シビレウナギ
Electoric Eel (Electorophorus electoricus)

南米アマゾンの大河には、
シビレウナギと言う変わった魚が住んでいる。
彼等は文字通り、天敵や獲物を「痺れさせる」為に、
生物としては異例なほどの放電能力を持つに至った。

ヒトの背丈ほどの長さのシビレウナギ1匹で、
人間やウマを気絶させるに十分足る程の放電が可能だと言う。

南米に暮らすガウーショ(牧童)達は、シビレウナギのこの特技に目をつけた。
ヒトの手を逃れ野生化したウマを捕獲する時に、彼等の電気を利用したのである。

荒れ狂うウマの群れを、シビレウナギが潜む河まで追い込み、
ウマが川に踏み込んでさえくれれば半ばこの狩りは成功したようなものである。
驚いたシビレウナギの放電で、川に足を踏み入れたウマ達は瞬時に気絶してしまう。
後は溺死しないうちにウマを生け捕って成功!である。

そんなシビレウナギだが、然し、複数で現れた時は逃げた方がいい。
何故なら数匹のシビレウナギが一気に放電すれば、人間くらいは簡単に死に追いやる事が出来るから。
<データ>

*分類*
硬骨魚綱 ギムノトゥス目 シビレウナギ科
*分布*
南米オリノコ川、アマゾン川とその支流
*大きさ*
全長1.5〜2.5m、体重20kg以下
*食性*
肉食。
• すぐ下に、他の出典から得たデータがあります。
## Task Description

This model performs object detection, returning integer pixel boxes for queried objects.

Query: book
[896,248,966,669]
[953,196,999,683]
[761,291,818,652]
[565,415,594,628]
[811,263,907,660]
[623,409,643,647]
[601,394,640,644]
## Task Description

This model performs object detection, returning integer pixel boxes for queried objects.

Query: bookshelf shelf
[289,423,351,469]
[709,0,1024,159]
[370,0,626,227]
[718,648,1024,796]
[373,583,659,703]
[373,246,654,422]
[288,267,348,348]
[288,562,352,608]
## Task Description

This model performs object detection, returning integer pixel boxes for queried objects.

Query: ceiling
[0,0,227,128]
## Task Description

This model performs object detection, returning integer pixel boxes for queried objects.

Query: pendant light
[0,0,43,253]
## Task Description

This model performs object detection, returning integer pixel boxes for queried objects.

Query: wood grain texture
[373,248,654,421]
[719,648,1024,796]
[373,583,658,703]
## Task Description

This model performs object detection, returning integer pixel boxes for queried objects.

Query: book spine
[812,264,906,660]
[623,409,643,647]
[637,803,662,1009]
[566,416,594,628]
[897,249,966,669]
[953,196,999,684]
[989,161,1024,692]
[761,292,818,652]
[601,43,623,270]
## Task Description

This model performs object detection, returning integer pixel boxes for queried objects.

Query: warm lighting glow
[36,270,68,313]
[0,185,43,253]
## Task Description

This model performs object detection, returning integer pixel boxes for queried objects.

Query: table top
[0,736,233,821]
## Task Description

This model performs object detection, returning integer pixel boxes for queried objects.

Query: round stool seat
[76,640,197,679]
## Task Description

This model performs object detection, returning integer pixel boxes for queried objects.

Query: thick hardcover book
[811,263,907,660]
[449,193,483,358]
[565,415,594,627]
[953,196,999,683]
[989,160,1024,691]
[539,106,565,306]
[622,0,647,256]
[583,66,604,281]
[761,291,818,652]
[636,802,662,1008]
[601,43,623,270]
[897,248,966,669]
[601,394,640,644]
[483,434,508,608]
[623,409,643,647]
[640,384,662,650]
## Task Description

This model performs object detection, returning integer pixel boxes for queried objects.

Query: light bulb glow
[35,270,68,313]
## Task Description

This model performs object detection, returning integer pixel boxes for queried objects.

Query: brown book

小魚やエビなどの小動物を捕食。
発電器官で餌の居場所を探り当て、一気に放電して相手を感電死させ、悠々とそれを平らげる。
*備考*
「デンキウナギ」とも呼ばれる。
ウナギと名がつくが所謂狭義のウナギとは全く無縁の生き物で、寧ろコイやナマズの仲間に近縁。
所謂「発電魚」のひとつで、通常でも600〜650V、最高で860Vもの放電が可能。
ウナギに似た長い胴体は背鰭も腹鰭も臀鰭も全く退化しており、
筋肉が変形した特殊な発電器官が納まっている。
この発電器官が全長の9割を占める為に他の内臓は殆ど体の前部分に集中して収まっており、
排泄孔が顎の直ぐ下に開いているのも特徴のひとつ。
非常に優れた嗅覚を持つ一方、視力は殆ど退化しており、特に老年個体ではほぼ盲目に近い状態になる。
濁った水域に通常単独で生活する。繁殖形態など、その行動は未だに不明な点が多い。
口内の粘膜から空気を取り込んで呼吸したり、後ろ向きに泳ぐ事が出来る等、変わった習性の持ち主。